MYSTERIOUS TOOLS FOR HUNTING AND FISHING

Period: Stone Age – The Mesolithic (15.000 f.kr. – 4000 f.kr.)

 

Project title: The Experimental manufacture of Maglemosian and Neolithic Ground Stone Points.

 

Researchers: Farina Sternke & Lotte Eigeland, Irland & Norway

Email: f.sternke(at)archaeology.gla.ac.uk

 

Year: 2009

 

Abstract:

 

Flint was not the only type of stone used for the manufacture of tools in the Stone Age. Other types of stones could not be knapped into shape like flint, but had to be shaped by a combination of beating and grinding. In Irland and Norway slate was used. Even though slate can’t become sharp like flint, projectile points for spears or arrow points were made of slate ground into shape. These have only been found in Irland and Norway. But how were they manufactured 6000 years ago and what was their purpose? Were they used for hunting, fishing, war or as a status object?

 

 

The Researcher's Conclusion - Part 1:

 

An Experimental Manufacture of Irish Ground Stone Points

 

Irish ground stone points are made of slate or similar types of stone. This artefact type is short-lived and rare. It has been suggested that the points were used as knives or fishing spears - they are often found in a wetland context.

 

This experiment carried out at The Land of Legends Lejre in 2009 was designed to answer how these points were made and what their function might have been. During the experimentation two points from original slate were completed successfully. The remaining attempts failed due to flaws in the slate material. Each of these attempts was documented thoroughly. The completed flaked and ground points were sharpened using flint flakes and burins. During this process, it became clear that the rippled effect on some of the original points is the result of this sharpening. The two points were hafted as spear points and used to spear carp, which was reasonably successful. However the points sustained damage from impact on the bottom of the lake. This damage is similar to that found on archaeological examples indicating that the elongated points were hafted as spears.

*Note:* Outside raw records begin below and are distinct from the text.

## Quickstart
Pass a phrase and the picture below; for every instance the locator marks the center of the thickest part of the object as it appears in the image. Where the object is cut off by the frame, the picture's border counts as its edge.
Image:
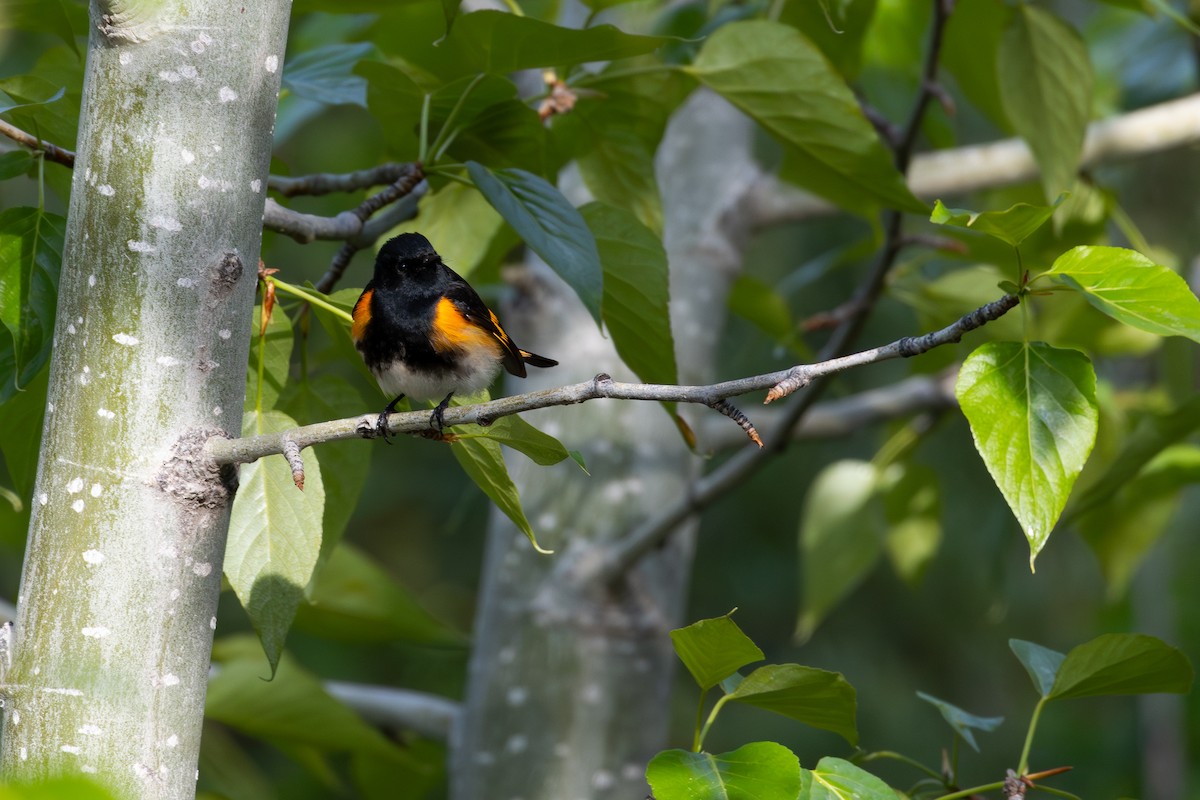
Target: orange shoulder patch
(453, 331)
(361, 316)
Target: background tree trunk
(569, 685)
(123, 570)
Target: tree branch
(395, 708)
(959, 170)
(239, 451)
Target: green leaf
(48, 16)
(913, 510)
(1135, 515)
(291, 709)
(353, 600)
(1033, 415)
(841, 536)
(635, 292)
(714, 649)
(1128, 287)
(484, 463)
(961, 721)
(1045, 84)
(777, 76)
(761, 770)
(839, 780)
(1122, 663)
(1013, 224)
(343, 467)
(467, 232)
(21, 433)
(1041, 662)
(516, 433)
(325, 74)
(815, 697)
(499, 42)
(274, 536)
(838, 29)
(551, 226)
(30, 259)
(273, 350)
(613, 133)
(15, 162)
(970, 49)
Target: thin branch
(612, 565)
(229, 451)
(959, 170)
(395, 708)
(52, 151)
(329, 182)
(846, 415)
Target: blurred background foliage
(943, 631)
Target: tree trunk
(569, 685)
(123, 569)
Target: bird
(425, 334)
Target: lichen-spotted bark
(123, 570)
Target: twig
(329, 182)
(226, 451)
(53, 152)
(395, 708)
(613, 564)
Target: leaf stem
(904, 759)
(1024, 764)
(454, 113)
(975, 789)
(307, 296)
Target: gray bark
(569, 685)
(123, 570)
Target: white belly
(477, 372)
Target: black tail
(537, 360)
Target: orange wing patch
(361, 316)
(454, 331)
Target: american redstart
(425, 334)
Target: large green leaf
(835, 779)
(1042, 663)
(327, 73)
(777, 76)
(1122, 663)
(499, 42)
(275, 533)
(1033, 415)
(484, 463)
(761, 770)
(1045, 84)
(293, 708)
(1131, 288)
(1127, 525)
(815, 697)
(343, 465)
(635, 292)
(714, 649)
(1013, 226)
(354, 600)
(964, 722)
(270, 359)
(30, 259)
(841, 536)
(551, 226)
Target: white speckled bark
(111, 649)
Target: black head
(406, 247)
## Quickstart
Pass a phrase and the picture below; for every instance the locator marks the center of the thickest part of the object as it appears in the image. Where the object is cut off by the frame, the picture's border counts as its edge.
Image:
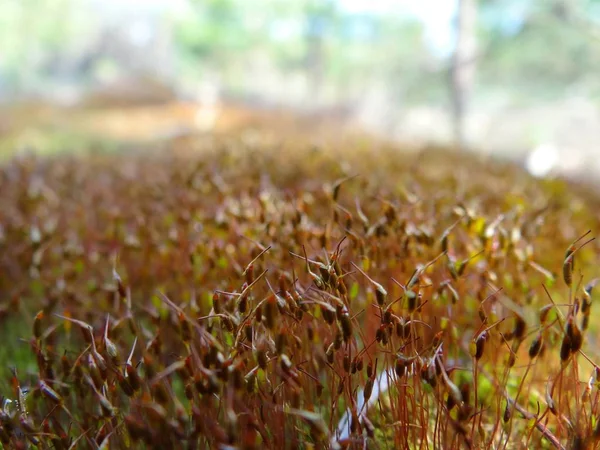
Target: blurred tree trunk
(463, 67)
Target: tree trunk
(463, 68)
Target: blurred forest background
(518, 78)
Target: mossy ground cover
(249, 293)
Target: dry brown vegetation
(249, 294)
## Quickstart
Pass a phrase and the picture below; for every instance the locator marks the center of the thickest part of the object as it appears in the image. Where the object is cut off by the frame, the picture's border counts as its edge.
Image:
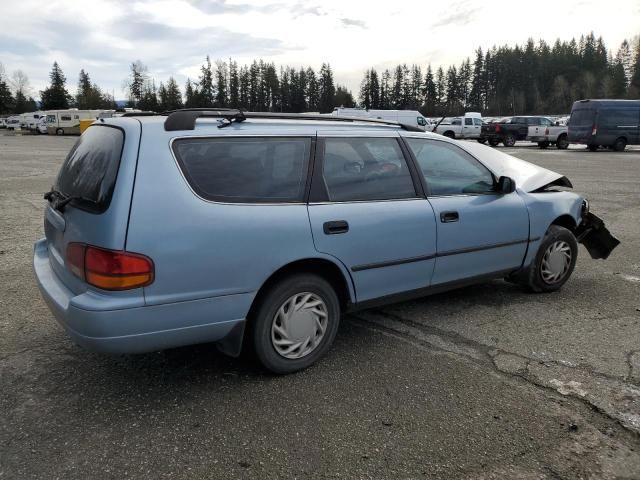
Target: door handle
(448, 217)
(336, 226)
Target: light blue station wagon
(261, 229)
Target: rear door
(366, 210)
(99, 171)
(480, 232)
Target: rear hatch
(96, 181)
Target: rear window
(582, 118)
(245, 170)
(91, 168)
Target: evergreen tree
(136, 81)
(206, 94)
(327, 89)
(343, 97)
(173, 99)
(222, 85)
(7, 102)
(313, 91)
(190, 95)
(56, 95)
(234, 85)
(374, 89)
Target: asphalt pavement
(482, 382)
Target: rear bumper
(98, 326)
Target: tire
(562, 143)
(271, 335)
(554, 261)
(620, 144)
(509, 140)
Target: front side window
(449, 170)
(359, 169)
(246, 170)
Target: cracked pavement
(484, 382)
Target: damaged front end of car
(594, 235)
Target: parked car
(608, 123)
(541, 130)
(13, 122)
(406, 117)
(169, 231)
(468, 126)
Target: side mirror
(506, 185)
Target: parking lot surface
(482, 382)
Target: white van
(67, 122)
(406, 117)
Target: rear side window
(617, 118)
(91, 168)
(245, 170)
(582, 118)
(359, 169)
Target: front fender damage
(595, 237)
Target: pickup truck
(541, 130)
(461, 127)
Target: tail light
(109, 269)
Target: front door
(366, 211)
(480, 232)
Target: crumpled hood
(528, 177)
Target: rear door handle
(448, 217)
(336, 226)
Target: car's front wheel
(554, 261)
(295, 323)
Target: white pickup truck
(468, 126)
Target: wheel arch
(336, 275)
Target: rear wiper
(58, 200)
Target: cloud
(350, 22)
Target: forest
(536, 78)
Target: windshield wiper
(58, 200)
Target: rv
(30, 120)
(406, 117)
(67, 122)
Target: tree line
(532, 79)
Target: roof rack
(185, 119)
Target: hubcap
(556, 262)
(299, 325)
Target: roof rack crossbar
(186, 119)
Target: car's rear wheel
(509, 140)
(620, 144)
(295, 323)
(554, 261)
(562, 143)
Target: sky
(172, 37)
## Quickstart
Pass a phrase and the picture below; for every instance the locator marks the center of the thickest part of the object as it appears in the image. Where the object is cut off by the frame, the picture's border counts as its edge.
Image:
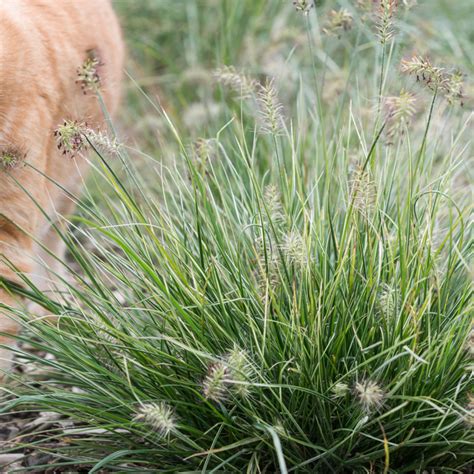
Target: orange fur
(42, 44)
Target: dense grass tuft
(289, 293)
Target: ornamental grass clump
(265, 300)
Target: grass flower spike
(435, 78)
(215, 386)
(385, 20)
(369, 394)
(399, 111)
(70, 137)
(88, 74)
(10, 158)
(270, 109)
(237, 81)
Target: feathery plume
(385, 20)
(102, 142)
(270, 109)
(435, 78)
(236, 81)
(88, 74)
(470, 342)
(10, 158)
(216, 382)
(369, 394)
(364, 192)
(469, 416)
(70, 137)
(73, 136)
(159, 416)
(303, 6)
(387, 301)
(294, 248)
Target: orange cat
(43, 44)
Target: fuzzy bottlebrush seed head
(215, 385)
(470, 343)
(469, 416)
(270, 109)
(369, 394)
(363, 192)
(295, 249)
(203, 151)
(435, 78)
(10, 158)
(338, 22)
(387, 301)
(303, 6)
(102, 142)
(385, 17)
(88, 74)
(159, 416)
(73, 137)
(70, 137)
(236, 81)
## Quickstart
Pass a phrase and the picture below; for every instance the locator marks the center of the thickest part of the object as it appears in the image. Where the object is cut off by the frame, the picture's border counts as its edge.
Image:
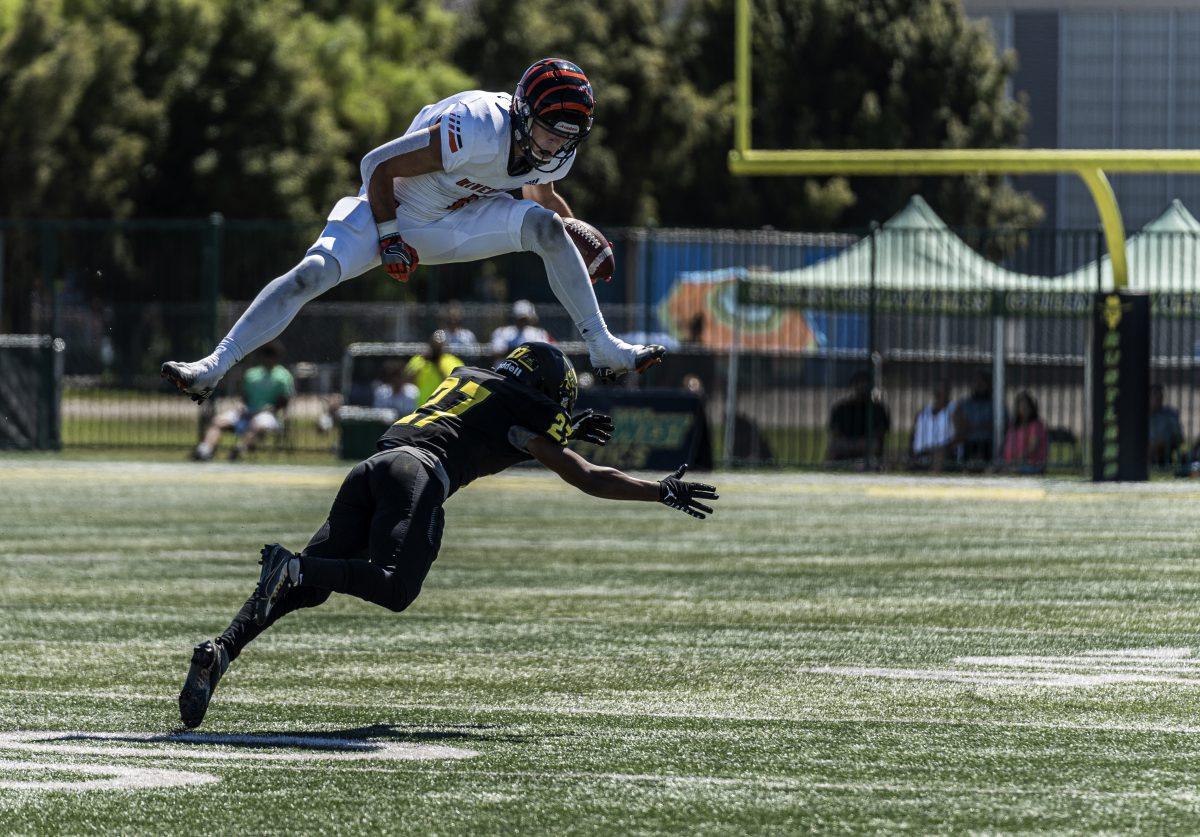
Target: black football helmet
(545, 368)
(557, 95)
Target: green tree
(73, 127)
(850, 74)
(180, 108)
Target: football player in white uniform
(439, 194)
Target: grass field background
(843, 654)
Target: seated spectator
(1026, 441)
(849, 419)
(1165, 431)
(973, 425)
(523, 330)
(431, 368)
(396, 391)
(933, 431)
(459, 337)
(265, 391)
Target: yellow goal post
(1089, 163)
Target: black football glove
(592, 427)
(685, 495)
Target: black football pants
(382, 535)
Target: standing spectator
(849, 422)
(459, 337)
(396, 391)
(973, 423)
(523, 330)
(265, 392)
(1165, 431)
(933, 431)
(431, 368)
(1026, 441)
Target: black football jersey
(466, 423)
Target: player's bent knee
(543, 229)
(315, 275)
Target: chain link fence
(771, 326)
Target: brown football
(594, 248)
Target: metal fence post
(999, 324)
(214, 240)
(48, 259)
(731, 380)
(1, 279)
(869, 456)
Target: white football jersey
(475, 136)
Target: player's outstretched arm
(611, 483)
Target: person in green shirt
(265, 391)
(430, 369)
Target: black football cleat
(209, 662)
(643, 359)
(273, 580)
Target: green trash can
(361, 427)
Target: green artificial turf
(829, 652)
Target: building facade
(1104, 74)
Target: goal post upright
(1090, 164)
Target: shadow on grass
(353, 739)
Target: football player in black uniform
(385, 524)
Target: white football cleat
(198, 379)
(613, 362)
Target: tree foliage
(186, 107)
(852, 74)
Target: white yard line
(151, 745)
(623, 712)
(109, 777)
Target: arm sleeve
(409, 142)
(467, 138)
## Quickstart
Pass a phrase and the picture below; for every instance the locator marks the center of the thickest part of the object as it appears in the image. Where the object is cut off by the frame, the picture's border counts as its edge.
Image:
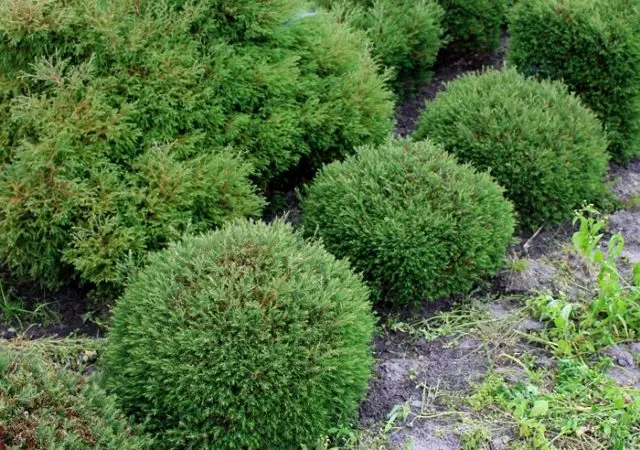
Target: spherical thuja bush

In addition, a broad slate knife was successfully used to scale and clean fish and a possible use of these implements as knives used for the processing of fish can be postulated, thus validating the previously suggested function.

 

 

The Researcher's Conclusion - Part 2:

 

The Early Neolithic Ground Slate Points of Eastern Norway

 

For researchers the occurrence of ground stone points occurrence is a puzzle since East Norway is supposedly mostly influenced by the South Scandinavian flint tool tradition, Tool production in slate is considered a northern-eastern influence. The experiment at Land of Legends in 2009 tested different types of Norwegian slate and two different manufacturing techniques: direct percussion and grooving/breaking of slate plates. Both techniques were followed by grounding the points into shape. It was important to see which technique was most efficient and how this could be related to flint technology.

 

The results from the experiments were the following: There was a great difference in quality between the different types of slate and this affected the time it took to groove the plates and ground the points. Direct percussion proved to be a poor technique and was replaced by resting the slate against an anvil-stone. It was also demonstrated that splitting slate with slate was more efficient than direct percussion with a hammer stone. As expected, grooving of slate plates was not very efficient compared to other techniques. A comparison of the slate technology with flint technology or bone technology found no apparent relationship.